Locke says times changed, he's the same

KENNETH P. VOGEL; The News Tribune


Olympia, WA - Gov. Gary Locke, criticized in the past for not showing leadership, has won accolades this year for facing down several potential crises.

But the two-term governor said Tuesday he hasn't altered his style as he approaches a self-imposed summer deadline for declaring whether he'll seek a rare third term.

"I think I'm the same," Locke told The News Tribune's editorial board after touting his performance during the double-overtime legislative session that ended last week. "These are different circumstances," he added, referring to the state's budget deficit, which some fear could reach $3 billion, and Boeing's announcement last month that it will ask states to compete for the right to assemble the company's new passenger jet, the 7E7.

The Legislature this month passed a $25 billion no-new taxes operating budget for 2003-2005 that is similar to a plan Locke proposed last December. Locke also played a key role in pushing through the Legislature a number of measures intended to improve the state's oft-criticized business climate, generally, and to entice Boeing to locate the 7E7 assembly work here:

•A $4.2 billion package of transportation improvement projects.

•A $2.6 billion construction budget.

•A 20-year $3.2 billion tax break for Boeing and its suppliers, if the state lands the 7E7 work.

•Unemployment insurance reforms requested by Boeing.

"He hadn't shown this kind of leadership before with key issues," said state Sen. Dino Rossi (R-Sammamish), who worked with Locke to craft the budget.

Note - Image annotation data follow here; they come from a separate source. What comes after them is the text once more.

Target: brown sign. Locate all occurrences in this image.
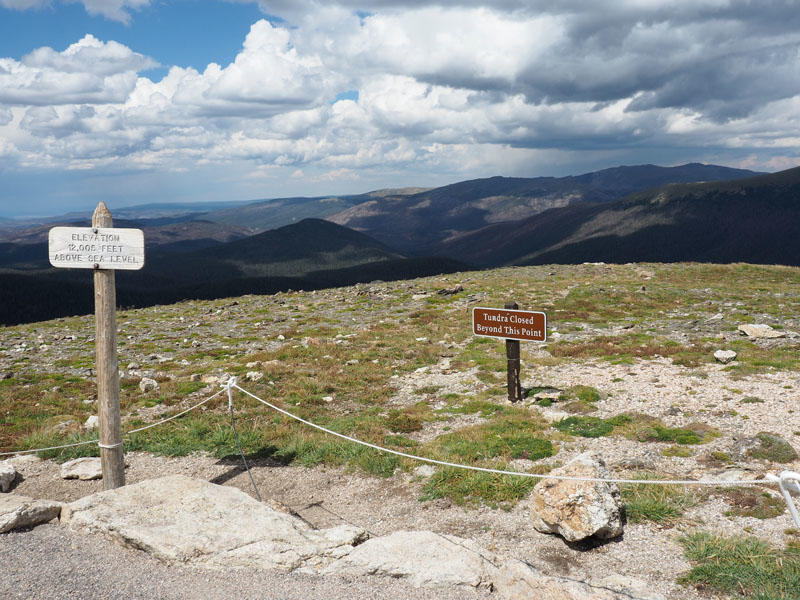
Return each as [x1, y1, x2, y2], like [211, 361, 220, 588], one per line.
[472, 306, 547, 342]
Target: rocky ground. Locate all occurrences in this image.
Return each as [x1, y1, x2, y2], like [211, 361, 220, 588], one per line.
[0, 265, 800, 600]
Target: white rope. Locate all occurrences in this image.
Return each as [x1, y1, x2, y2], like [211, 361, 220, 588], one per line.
[233, 383, 776, 486]
[0, 389, 225, 456]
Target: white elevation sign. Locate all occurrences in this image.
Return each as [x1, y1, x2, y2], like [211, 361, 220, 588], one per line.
[49, 227, 144, 270]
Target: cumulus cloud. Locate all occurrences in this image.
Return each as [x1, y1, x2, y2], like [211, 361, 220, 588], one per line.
[0, 0, 800, 191]
[0, 0, 150, 25]
[0, 35, 157, 106]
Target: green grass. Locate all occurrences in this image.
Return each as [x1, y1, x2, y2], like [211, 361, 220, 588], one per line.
[620, 473, 697, 524]
[748, 431, 797, 463]
[679, 532, 800, 600]
[420, 463, 538, 506]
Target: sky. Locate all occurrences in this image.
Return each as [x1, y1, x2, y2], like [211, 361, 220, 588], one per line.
[0, 0, 800, 217]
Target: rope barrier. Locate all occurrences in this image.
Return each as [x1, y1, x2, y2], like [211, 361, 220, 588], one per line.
[0, 389, 225, 456]
[228, 378, 800, 528]
[0, 377, 800, 528]
[222, 377, 261, 502]
[233, 384, 775, 486]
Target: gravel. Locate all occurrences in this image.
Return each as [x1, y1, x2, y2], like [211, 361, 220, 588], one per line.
[0, 524, 490, 600]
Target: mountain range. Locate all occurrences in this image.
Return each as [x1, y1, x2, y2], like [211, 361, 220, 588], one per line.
[0, 164, 800, 323]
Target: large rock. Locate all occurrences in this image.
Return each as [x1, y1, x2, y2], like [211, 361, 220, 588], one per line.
[494, 559, 666, 600]
[737, 323, 786, 339]
[325, 531, 497, 588]
[61, 456, 103, 481]
[61, 475, 366, 570]
[531, 452, 623, 542]
[0, 460, 17, 492]
[0, 494, 61, 533]
[714, 350, 737, 365]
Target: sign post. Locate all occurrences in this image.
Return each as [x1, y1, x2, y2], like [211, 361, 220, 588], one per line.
[472, 302, 547, 402]
[49, 202, 144, 490]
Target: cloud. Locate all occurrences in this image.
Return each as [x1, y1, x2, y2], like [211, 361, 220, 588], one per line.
[0, 35, 157, 106]
[0, 0, 800, 196]
[0, 0, 150, 25]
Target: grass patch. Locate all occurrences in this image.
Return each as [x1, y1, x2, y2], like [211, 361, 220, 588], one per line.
[620, 473, 697, 524]
[553, 415, 632, 438]
[717, 488, 786, 519]
[748, 431, 797, 463]
[678, 532, 800, 600]
[420, 464, 538, 506]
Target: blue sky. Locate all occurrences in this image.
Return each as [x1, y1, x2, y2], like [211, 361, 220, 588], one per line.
[0, 0, 800, 216]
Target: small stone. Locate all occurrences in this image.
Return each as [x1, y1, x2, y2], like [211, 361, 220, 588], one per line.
[414, 465, 436, 477]
[714, 350, 737, 365]
[139, 377, 158, 394]
[0, 460, 17, 492]
[737, 324, 786, 339]
[0, 494, 62, 533]
[61, 457, 103, 481]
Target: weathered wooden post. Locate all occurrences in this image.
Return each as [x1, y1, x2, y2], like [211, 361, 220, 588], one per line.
[48, 202, 144, 490]
[472, 302, 547, 402]
[92, 202, 125, 490]
[506, 301, 522, 402]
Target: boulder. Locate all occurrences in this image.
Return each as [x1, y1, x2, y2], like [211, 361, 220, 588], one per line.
[494, 559, 666, 600]
[0, 494, 62, 533]
[737, 323, 786, 339]
[61, 456, 103, 481]
[531, 452, 623, 542]
[0, 460, 17, 492]
[324, 531, 497, 589]
[714, 350, 737, 365]
[62, 475, 366, 571]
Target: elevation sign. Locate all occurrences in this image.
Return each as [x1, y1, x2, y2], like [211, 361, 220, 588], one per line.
[49, 227, 144, 270]
[472, 306, 547, 342]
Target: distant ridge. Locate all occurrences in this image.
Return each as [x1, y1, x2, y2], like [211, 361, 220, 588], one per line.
[327, 163, 757, 254]
[437, 167, 800, 266]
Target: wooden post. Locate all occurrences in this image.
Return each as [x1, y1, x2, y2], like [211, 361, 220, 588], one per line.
[506, 301, 522, 402]
[92, 202, 125, 490]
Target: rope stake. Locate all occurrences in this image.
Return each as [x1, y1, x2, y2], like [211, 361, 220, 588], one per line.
[222, 377, 262, 502]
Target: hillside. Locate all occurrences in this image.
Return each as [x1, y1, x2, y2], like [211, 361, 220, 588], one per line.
[437, 168, 800, 265]
[327, 163, 755, 254]
[0, 219, 468, 325]
[0, 263, 800, 600]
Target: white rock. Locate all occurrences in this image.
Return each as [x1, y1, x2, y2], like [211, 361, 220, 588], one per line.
[324, 531, 497, 588]
[0, 460, 17, 492]
[61, 456, 103, 481]
[0, 494, 61, 533]
[714, 350, 737, 365]
[494, 559, 666, 600]
[6, 454, 42, 471]
[531, 452, 623, 542]
[139, 377, 158, 394]
[737, 323, 786, 339]
[62, 475, 366, 570]
[414, 465, 436, 477]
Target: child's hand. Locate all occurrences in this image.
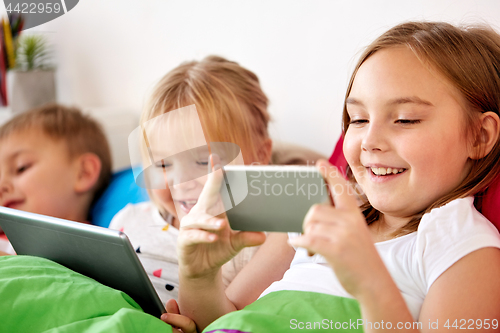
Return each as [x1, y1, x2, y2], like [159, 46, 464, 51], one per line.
[161, 299, 197, 333]
[289, 161, 385, 298]
[177, 157, 265, 278]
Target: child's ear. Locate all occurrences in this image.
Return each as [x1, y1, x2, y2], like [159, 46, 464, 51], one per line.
[469, 111, 500, 160]
[74, 153, 101, 193]
[257, 138, 273, 165]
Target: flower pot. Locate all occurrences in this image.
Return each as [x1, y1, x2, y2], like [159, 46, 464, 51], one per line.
[10, 70, 56, 114]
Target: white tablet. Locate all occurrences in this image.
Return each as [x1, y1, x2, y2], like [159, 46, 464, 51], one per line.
[0, 207, 165, 317]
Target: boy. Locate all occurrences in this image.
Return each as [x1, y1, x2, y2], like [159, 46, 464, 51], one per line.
[0, 104, 111, 252]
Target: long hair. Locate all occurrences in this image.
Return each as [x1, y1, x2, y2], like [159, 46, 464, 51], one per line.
[343, 22, 500, 236]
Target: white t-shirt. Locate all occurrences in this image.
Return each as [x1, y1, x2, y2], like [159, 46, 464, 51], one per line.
[109, 202, 258, 304]
[261, 197, 500, 320]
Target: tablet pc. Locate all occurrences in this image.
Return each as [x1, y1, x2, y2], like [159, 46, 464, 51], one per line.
[221, 165, 330, 232]
[0, 207, 165, 317]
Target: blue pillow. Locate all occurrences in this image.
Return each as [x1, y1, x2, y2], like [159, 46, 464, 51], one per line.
[90, 168, 149, 228]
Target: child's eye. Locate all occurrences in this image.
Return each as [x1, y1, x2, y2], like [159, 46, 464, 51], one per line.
[396, 119, 420, 125]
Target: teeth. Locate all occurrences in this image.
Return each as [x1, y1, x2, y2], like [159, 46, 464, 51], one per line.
[371, 168, 405, 176]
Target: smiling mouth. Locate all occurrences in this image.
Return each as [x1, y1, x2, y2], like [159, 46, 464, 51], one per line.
[177, 200, 198, 213]
[369, 167, 406, 176]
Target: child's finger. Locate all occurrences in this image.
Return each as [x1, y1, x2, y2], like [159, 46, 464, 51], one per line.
[161, 313, 196, 333]
[316, 160, 358, 209]
[181, 214, 225, 231]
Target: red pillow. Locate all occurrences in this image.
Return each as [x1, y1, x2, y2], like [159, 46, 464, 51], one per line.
[330, 136, 500, 230]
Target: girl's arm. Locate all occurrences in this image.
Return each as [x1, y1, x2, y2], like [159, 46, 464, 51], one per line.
[179, 226, 295, 331]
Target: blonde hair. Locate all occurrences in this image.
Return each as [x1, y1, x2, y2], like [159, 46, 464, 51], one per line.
[140, 56, 270, 159]
[0, 104, 111, 202]
[343, 22, 500, 236]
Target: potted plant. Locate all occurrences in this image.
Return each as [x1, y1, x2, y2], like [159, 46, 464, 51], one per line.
[11, 35, 56, 113]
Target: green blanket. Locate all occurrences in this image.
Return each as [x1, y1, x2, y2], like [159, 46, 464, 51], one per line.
[204, 290, 363, 333]
[0, 256, 172, 333]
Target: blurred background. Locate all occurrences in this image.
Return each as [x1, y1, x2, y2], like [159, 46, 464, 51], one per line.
[0, 0, 500, 169]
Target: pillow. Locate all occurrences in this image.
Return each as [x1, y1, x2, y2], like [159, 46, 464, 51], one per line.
[330, 136, 500, 230]
[90, 168, 149, 228]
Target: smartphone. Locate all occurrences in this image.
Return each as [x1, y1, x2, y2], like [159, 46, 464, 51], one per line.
[220, 165, 330, 232]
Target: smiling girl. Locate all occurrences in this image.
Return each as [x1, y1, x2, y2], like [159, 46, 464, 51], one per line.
[179, 22, 500, 332]
[110, 56, 291, 303]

Rossi, who's been mentioned as a possible candidate for governor, conceded that Locke displayed backbone by standing up to the traditionally Democratic labor unions that opposed the unemployment insurance reforms.

"We'll see what happens next year," Rossi said, asserting the state has a ways to go before it emerges from its economic slump. "Is he going to buckle under the pressure of the labor unions?"

Though Locke said state revenue forecasts show that "we pretty much have bottomed out," he warned of a dire domino effect if Boeing picks another state in which to assemble the 7E7.

Arizona, California, Kansas, Texas and other states are expected to submit bids for the work this month. And Locke said that if Boeing picks one of them, "there's a strong probability that - depending on which state it is - that the successor of the 747 will be built in state X," he said, adding that the same scenario could apply to the 737, too.

Over time, that could mean a loss of as many as 150,000 direct and indirect jobs, Locke said. "That's why we proposed such a large incentive for Boeing," he said.

If Boeing does choose another state, though, and Locke decides to run for re-election, he said he hopes voters wouldn't hold it against him "since we've given it everything we can."

Don't count on it, said Rossi, pointing out that Boeing relocated its corporate headquarters from Washington to Chicago "on his watch."

Locke said his biggest disappointment of the legislative session was lawmakers' failure to pass education reforms, including legislation to create independent, publicly funded charter schools and to reform the Washington Assessment of Student Learning tests.